Photovoltaic Retinal Prosthesis for Restoring Sight to the Blind
Article Added 12 years ago
Blindness is one of the most devastating consequences of disease. We develop electronic retinal prosthesis for restoration of sight to patients suffering from degenerative retinal diseases such as Retinitis Pigmentosa and Age-Related Macular Degeneration. In these conditions the photoreceptor cells slowly degenerate, leading to blindness.

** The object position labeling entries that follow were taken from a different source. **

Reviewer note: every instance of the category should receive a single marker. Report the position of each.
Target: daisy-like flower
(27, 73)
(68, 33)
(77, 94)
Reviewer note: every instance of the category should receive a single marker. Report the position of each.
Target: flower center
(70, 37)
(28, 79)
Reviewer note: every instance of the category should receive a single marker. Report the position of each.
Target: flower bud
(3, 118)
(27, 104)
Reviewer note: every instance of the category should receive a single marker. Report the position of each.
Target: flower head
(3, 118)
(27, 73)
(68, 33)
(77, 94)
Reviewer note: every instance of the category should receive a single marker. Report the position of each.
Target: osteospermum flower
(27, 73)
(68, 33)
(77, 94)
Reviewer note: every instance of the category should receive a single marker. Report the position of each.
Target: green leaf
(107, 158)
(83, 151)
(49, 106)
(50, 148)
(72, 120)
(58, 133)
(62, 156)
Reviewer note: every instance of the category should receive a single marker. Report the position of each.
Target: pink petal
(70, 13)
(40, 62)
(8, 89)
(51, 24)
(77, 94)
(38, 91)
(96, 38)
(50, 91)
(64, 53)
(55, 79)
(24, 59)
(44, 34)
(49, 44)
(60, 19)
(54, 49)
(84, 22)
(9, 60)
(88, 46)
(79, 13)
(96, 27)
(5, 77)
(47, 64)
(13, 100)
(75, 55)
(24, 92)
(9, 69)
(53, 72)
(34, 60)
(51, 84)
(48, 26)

However, many of the inner retinal neurons that transmit signals from the photoreceptors to the brain are preserved to a large extent for a prolonged period of time.
Electrical stimulation of the remaining retinal neurons can produce phosphenes - perception of light, and the first retinal implants involving a small number of electrodes (16 to 60) yielded encouraging results in patients with retinal degeneration. However, thousands of pixels are likely to be required for functional restoration of sight, such as reading and face recognition.
Development of a high resolution retinal prosthesis faces multiple engineering and biological challenges, such as delivery of information to thousands of pixels at video rate, placement of the electrodes in close proximity to the target cells, avoidance of fibrotic encapsulation of the implant, signal processing that compensates for the partial loss of the retinal neural network, and many others.
Due to highly interdisciplinary nature of this project our group includes specialists from four departments at Stanford: Ophthalmology, Hansen Experimental Physics Lab, Electrical Engineering, and Neurobiology.